Hi all, this is a result of my deep analysis of this problem within the last few days.
Just a quick recap for newcomers - if you're affected by sudden Windows VM hangs, reboots, file systems errors and related I/O stuff, especially with messages like:
Code:
PVE host:
QEMU[ ]: kvm: Desc next is 3
QEMU[ ]: kvm: virtio: zero sized buffers are not allowed
Windows guest:
Warning | vioscsi | Event ID 129 | Reset to device, \Device\RaidPort[X], was issued.

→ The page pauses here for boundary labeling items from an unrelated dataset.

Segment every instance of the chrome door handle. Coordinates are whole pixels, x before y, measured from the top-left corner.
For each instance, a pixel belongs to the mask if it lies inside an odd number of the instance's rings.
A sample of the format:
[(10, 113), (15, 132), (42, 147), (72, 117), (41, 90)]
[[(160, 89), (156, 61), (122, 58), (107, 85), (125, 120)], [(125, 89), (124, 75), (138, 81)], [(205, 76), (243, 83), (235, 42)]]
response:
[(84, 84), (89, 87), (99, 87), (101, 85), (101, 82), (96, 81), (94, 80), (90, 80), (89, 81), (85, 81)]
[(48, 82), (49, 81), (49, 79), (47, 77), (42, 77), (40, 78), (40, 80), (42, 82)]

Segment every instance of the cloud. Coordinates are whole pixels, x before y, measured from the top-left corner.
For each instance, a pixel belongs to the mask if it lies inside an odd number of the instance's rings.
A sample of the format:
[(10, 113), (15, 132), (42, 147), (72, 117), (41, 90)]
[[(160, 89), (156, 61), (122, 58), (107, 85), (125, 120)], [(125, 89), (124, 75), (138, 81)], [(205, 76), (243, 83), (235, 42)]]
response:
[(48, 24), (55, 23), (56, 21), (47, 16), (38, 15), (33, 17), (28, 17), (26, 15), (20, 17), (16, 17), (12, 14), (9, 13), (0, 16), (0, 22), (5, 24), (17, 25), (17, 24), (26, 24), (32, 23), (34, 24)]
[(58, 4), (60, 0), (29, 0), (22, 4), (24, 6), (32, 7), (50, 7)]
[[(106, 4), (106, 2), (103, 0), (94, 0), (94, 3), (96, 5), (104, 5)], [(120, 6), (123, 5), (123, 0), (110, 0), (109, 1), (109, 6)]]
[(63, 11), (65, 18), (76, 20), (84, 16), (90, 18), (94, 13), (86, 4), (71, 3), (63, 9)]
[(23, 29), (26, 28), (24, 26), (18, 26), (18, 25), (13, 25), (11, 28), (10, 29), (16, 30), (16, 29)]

Warning | disk | Event ID 153 | The IO operation at logical block address [XXX] for Disk 1 (PDO name: \Device\000000XX) was retried.
this thread and post is probably for you (under specific circumstances).
I'm quite confident with my findings, as they are reproducible, (almost) deterministic and analyzed/captured in three different setups.
At first -
there is (probably) nothing wrong with your storage (as some posts are trying to tell you, though in good faith - here or in github threads).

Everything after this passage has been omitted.